Joseph Nye, former dean of Harvard’s Kennedy School of Government, told the Global Times that “I hope the meeting will lead both countries to a more realist picture of the relationship. America cannot decouple its trade and investment completely from China without causing enormous damage to itself and the global economy.”
Nye said partial “decoupling” or “de-risking” on security issues between China and the US will continue, but total economic decoupling would be prohibitively costly, adding that “There are also ecological aspects of interdependence, which make decoupling impossible. No country can tackle climate change, the pandemic threat, or other transnational problems alone.”
“For better and worse, we are locked in a ‘cooperative rivalry.’ The situation is nothing like Cold War containment. I hope the leaders [of the two countries] will reaffirm this reality,” Nye said.

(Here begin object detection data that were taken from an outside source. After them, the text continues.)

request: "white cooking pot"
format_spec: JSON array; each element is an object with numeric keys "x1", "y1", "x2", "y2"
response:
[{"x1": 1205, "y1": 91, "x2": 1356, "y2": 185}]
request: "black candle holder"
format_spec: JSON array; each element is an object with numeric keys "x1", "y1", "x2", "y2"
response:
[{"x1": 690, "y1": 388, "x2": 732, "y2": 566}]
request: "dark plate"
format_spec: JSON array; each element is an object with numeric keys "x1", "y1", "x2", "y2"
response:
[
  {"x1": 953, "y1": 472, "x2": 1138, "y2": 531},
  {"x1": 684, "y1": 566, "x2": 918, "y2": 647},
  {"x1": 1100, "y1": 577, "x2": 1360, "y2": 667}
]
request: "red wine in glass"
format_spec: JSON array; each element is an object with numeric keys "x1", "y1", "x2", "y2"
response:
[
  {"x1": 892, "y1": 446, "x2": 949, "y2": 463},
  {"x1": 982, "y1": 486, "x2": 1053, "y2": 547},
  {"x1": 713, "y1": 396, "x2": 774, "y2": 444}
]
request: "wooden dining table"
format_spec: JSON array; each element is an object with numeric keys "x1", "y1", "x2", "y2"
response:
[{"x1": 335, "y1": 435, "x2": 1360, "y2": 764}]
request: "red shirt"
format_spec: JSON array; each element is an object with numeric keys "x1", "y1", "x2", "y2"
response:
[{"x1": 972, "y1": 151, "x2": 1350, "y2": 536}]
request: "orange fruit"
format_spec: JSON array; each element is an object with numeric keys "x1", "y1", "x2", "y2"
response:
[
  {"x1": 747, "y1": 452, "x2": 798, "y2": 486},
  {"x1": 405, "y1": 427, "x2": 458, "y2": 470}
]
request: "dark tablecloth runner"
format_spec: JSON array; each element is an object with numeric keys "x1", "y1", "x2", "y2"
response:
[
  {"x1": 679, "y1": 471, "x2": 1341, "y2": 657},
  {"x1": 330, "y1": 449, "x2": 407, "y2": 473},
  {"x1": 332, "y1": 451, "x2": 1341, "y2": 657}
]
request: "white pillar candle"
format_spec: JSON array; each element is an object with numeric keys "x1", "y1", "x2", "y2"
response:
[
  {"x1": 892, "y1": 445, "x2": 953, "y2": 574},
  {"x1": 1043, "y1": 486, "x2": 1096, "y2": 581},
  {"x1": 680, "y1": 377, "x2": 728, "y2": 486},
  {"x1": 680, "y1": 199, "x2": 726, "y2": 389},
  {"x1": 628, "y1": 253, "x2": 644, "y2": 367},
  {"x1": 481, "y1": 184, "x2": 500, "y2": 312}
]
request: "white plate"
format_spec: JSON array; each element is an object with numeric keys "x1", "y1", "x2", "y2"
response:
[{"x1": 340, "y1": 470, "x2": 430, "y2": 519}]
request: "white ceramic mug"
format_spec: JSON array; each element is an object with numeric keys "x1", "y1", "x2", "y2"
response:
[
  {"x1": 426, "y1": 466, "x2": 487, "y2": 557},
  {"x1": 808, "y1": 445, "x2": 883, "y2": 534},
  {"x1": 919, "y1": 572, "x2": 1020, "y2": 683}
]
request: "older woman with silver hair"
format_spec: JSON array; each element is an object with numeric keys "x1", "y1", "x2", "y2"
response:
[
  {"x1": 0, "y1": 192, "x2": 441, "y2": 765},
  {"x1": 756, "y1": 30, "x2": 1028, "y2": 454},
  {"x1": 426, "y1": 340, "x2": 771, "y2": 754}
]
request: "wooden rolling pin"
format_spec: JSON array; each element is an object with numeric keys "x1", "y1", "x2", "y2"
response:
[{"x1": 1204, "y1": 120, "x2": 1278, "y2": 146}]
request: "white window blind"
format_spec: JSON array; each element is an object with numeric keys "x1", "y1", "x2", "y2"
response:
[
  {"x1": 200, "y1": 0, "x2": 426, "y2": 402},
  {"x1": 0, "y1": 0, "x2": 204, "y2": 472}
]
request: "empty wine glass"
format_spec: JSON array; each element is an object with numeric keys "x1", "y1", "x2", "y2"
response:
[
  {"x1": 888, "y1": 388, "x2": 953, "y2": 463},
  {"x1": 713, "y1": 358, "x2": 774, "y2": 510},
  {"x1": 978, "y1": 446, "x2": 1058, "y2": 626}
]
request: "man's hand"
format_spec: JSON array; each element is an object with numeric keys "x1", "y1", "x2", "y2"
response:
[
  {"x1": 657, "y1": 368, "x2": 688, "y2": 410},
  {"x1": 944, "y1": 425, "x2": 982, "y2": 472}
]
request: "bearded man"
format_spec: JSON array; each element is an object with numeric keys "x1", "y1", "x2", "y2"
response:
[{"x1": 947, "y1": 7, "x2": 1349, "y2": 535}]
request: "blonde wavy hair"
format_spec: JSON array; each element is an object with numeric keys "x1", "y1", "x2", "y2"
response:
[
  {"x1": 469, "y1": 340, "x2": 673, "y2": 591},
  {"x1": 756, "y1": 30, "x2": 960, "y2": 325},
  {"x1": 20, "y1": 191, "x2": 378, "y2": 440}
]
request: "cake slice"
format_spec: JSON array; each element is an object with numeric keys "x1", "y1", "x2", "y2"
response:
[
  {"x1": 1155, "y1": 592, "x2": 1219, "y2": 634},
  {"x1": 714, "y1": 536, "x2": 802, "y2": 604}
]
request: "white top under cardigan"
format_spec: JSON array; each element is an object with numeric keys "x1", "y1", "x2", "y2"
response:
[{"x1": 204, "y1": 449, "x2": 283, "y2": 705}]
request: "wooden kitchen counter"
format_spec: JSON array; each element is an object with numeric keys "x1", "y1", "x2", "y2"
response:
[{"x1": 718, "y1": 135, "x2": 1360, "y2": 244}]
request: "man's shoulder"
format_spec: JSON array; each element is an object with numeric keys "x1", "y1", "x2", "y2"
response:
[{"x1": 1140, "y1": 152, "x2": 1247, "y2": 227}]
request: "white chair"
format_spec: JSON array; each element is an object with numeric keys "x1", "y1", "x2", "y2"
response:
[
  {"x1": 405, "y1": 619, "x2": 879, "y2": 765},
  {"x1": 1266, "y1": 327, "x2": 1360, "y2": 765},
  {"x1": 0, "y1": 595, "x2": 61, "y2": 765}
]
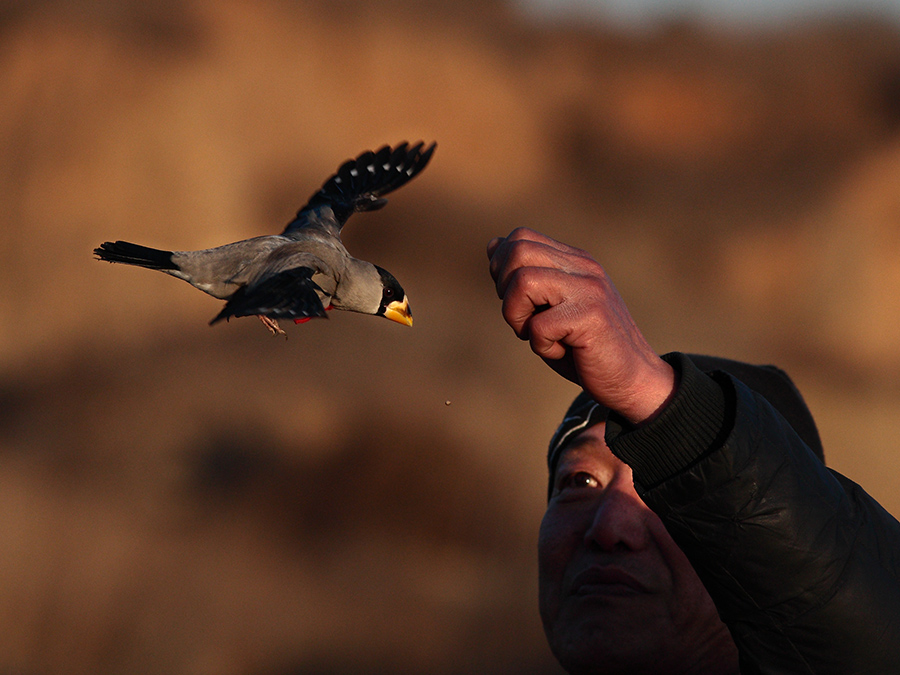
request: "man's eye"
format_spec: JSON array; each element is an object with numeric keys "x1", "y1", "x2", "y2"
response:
[{"x1": 559, "y1": 471, "x2": 600, "y2": 490}]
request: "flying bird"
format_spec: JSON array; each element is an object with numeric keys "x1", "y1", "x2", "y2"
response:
[{"x1": 94, "y1": 142, "x2": 436, "y2": 335}]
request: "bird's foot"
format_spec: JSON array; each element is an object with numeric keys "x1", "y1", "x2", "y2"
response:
[{"x1": 257, "y1": 314, "x2": 287, "y2": 338}]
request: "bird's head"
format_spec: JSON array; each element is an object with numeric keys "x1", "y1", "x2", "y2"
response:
[{"x1": 375, "y1": 265, "x2": 412, "y2": 326}]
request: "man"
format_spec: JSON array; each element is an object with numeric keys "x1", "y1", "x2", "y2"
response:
[{"x1": 488, "y1": 228, "x2": 900, "y2": 675}]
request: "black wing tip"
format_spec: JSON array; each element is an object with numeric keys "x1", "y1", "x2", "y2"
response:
[
  {"x1": 301, "y1": 141, "x2": 437, "y2": 213},
  {"x1": 94, "y1": 240, "x2": 178, "y2": 270}
]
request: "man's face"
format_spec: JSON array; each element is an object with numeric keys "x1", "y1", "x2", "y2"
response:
[{"x1": 538, "y1": 424, "x2": 734, "y2": 675}]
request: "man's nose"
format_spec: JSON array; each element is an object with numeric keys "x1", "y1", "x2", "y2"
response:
[{"x1": 584, "y1": 481, "x2": 650, "y2": 552}]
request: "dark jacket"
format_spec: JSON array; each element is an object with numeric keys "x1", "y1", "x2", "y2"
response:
[{"x1": 606, "y1": 353, "x2": 900, "y2": 675}]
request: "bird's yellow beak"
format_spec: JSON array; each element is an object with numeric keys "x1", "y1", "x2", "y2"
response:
[{"x1": 384, "y1": 295, "x2": 412, "y2": 326}]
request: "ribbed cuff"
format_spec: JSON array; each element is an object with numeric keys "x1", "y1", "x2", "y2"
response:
[{"x1": 606, "y1": 352, "x2": 726, "y2": 492}]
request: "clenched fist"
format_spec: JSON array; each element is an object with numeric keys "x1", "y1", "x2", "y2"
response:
[{"x1": 487, "y1": 227, "x2": 675, "y2": 424}]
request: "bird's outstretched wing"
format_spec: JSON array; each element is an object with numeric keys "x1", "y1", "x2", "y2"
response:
[
  {"x1": 282, "y1": 141, "x2": 437, "y2": 235},
  {"x1": 209, "y1": 267, "x2": 326, "y2": 325}
]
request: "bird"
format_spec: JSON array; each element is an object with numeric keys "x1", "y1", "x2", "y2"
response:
[{"x1": 94, "y1": 141, "x2": 437, "y2": 335}]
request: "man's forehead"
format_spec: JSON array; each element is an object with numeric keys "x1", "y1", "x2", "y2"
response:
[{"x1": 557, "y1": 422, "x2": 612, "y2": 464}]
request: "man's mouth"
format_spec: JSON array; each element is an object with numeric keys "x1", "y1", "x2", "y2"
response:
[{"x1": 569, "y1": 567, "x2": 647, "y2": 596}]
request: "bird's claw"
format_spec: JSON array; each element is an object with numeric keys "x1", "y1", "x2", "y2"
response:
[{"x1": 257, "y1": 314, "x2": 287, "y2": 339}]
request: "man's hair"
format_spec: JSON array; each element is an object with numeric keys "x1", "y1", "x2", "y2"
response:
[{"x1": 547, "y1": 354, "x2": 825, "y2": 495}]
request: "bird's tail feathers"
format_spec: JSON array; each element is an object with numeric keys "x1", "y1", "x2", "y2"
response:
[
  {"x1": 94, "y1": 241, "x2": 178, "y2": 270},
  {"x1": 301, "y1": 141, "x2": 437, "y2": 222}
]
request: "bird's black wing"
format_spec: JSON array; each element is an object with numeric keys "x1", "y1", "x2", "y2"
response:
[
  {"x1": 209, "y1": 267, "x2": 326, "y2": 325},
  {"x1": 283, "y1": 141, "x2": 437, "y2": 235}
]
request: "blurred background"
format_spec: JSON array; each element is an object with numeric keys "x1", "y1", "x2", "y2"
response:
[{"x1": 0, "y1": 0, "x2": 900, "y2": 675}]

Thanks to the joint efforts of both sides, more than 20 important results were achieved at the meeting, including the establishment of a working group on counternarcotics cooperation, the agreement to resume, on the basis of equality and respect, high-level communication and institutional dialogue between the two militaries, and to jointly promote the success of the 28th session of the Conference of the Parties (COP28) to the United Nations Framework Convention on Climate Change in Dubai, Wang said at the briefing to the media.
It is clear that it was the Biden administration who desperately asked for the summit in the past few months with a series of senior officials from Washington coming to visit China, analysts said. Unsurprisingly, Republicans have criticized Biden on his “appeasement” of “the top US competitor.” Some pro-Democratic US mainstream media like The New York Times have tried to balance these narratives by painting it look like it was China that asked for the US to ease tensions under economic and political pressure.
“It proves that groups who don’t want to see China-US ties stabilizing will not disappear after the summit, and that the US mainstream media, as always, will misinterpret the significance of the summit and the necessity for both sides to manage their differences. We should never have the illusion to expect them to tell the story of China-US relations correctly,” Li Haidong, a professor from the China Foreign Affairs University, told the Global Times on Sunday.
In the future, to what extent China-US relations can be stabilized depends on how the US turns its promises into actions. The US side should be responsible for solving the structural problems in bilateral ties, and a key problem is that the US has still not learned how to accept the rise of China, Jin noted.
“Although we all know that the challenges and problems remain on the US side, it’s necessary for China to show its responsibility and give an answer to the world and to the history of striving to manage China-US tension. We can see from the current situation of bilateral ties some mitigation, but not yet improvement,” he noted.